Editorial: November/December 2010
By Marg Land
I should have been a lawyer. Growing up, my mother encouraged me to follow a career in the law, perhaps sparked by my great ability to enrage my father during family “discussions.” What can I say; I loved to argue just as much as he did.
I should have been a lawyer.
Growing up, my mother encouraged me to follow a career in the law, perhaps sparked by my great ability to enrage my father during family “discussions.” What can I say; I loved to argue just as much as he did.
I shied away from the bar, uncomfortable with the prospect of having to defend someone who I knew was guilty or, horror of horrors, failing someone I believed to be innocent. It takes a person with a deep love of the black and white (and green) aspects of the law to be a lawyer. I’ve always been too wrapped up in shades of grey.
Lately, I’ve been reconsidering my lost law opportunity, particularly in light of a presentation made by Marvin Childers, president and chief lobbyist of the Poultry Federation, which represents the poultry industries of Arkansas, Missouri and Oklahoma. Childers provided an update of the Oklahoma poultry litter lawsuit during the 2010 National Poultry and Animal Waste Management Symposium, held in late October in Greensboro, N.C.

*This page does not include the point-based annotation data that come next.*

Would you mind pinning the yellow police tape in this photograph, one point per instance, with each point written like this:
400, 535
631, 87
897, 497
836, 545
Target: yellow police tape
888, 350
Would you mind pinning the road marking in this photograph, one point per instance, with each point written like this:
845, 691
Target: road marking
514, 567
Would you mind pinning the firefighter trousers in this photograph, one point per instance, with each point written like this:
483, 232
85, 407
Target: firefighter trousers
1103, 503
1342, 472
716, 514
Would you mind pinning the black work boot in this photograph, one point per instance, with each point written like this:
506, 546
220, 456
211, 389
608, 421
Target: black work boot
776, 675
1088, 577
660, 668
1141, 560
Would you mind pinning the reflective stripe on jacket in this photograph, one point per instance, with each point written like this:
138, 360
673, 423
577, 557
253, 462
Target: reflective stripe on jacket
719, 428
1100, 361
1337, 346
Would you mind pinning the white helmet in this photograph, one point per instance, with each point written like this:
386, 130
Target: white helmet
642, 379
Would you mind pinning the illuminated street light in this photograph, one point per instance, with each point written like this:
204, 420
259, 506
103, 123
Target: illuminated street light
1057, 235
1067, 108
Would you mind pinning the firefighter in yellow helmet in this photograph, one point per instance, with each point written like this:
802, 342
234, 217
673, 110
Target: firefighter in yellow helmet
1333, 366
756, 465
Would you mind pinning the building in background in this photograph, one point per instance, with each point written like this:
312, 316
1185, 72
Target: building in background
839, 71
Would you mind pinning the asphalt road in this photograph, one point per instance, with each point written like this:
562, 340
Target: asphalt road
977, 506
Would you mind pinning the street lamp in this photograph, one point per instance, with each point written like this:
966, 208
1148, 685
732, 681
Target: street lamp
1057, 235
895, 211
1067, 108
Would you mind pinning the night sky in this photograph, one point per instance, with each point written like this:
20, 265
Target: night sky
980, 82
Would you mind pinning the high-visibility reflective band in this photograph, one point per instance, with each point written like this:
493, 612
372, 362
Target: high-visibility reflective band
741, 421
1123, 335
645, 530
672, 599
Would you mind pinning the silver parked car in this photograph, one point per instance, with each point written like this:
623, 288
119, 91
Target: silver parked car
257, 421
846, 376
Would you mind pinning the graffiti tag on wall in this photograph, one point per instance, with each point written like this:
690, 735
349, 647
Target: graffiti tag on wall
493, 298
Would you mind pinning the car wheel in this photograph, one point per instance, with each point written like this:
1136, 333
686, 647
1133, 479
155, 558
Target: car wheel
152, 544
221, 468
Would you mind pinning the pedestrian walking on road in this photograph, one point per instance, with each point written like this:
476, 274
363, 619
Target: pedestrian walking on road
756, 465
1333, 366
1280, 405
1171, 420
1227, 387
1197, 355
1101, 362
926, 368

The lawsuit, filed in June 2005, was launched by then Oklahoma Attorney General Drew Edmondson and involved 11 named defendants from eight different poultry integrator companies. The attorney general was seeking $800 million in natural resource damages and $1.5 billion in remediation requests, claiming land applied poultry litter was polluting the Illinois River Watershed.
“[We] were certain that, prior to me being here today, we would have a ruling from the district judge,” Childers explained. “And I could really talk about what the state of Oklahoma was doing in respect to their appeal. Unfortunately, we’re not there yet.”
As of the date of the composing of this editorial (Nov. 15, 2010), there is still no decision on the almost six-year-old lawsuit and, according to recent articles out of Tulsa, there may never be one. Following the recent U.S. elections, Oklahoma has a new Attorney General elect, Scott Pruitt, who has already announced that once he takes office, he plans to review whether the state will continue with the lawsuit. Oklahoma Governor elect Mary Fallin has stated that she also will be reviewing the litigation.
Despite the uncertain future of the lawsuit, Childers had words of caution for poultry industries in other states.
“I would say you can expect trial lawyers looking for state business,” he said. “Once they were employed by the Oklahoma Attorney General, they marketed that litigation – or, as they call it, their business model – to many state’s attorney generals.
“I believe that’s what other states have to look forward to. They’ve already spent this money now in Arkansas and Oklahoma. They’re going to have the base of their research.”
Childers added that “those carpet-bagging trial lawyers from South Carolina,” famous for orchestrating the class action lawsuit against the tobacco companies, have already spent more than $30 million in costs and experts.
And you can expect that if they can’t earn that money back in Oklahoma, they’ll be searching for another state to pay back their investment.
Hang on to your wallets. When prompted by an audience member to divulge how much poultry companies have spent defending against the lawsuit, Childers said, “I can’t comment on that. I mean it’s quite a bit more than that (the $30 million spent by the plaintiff).”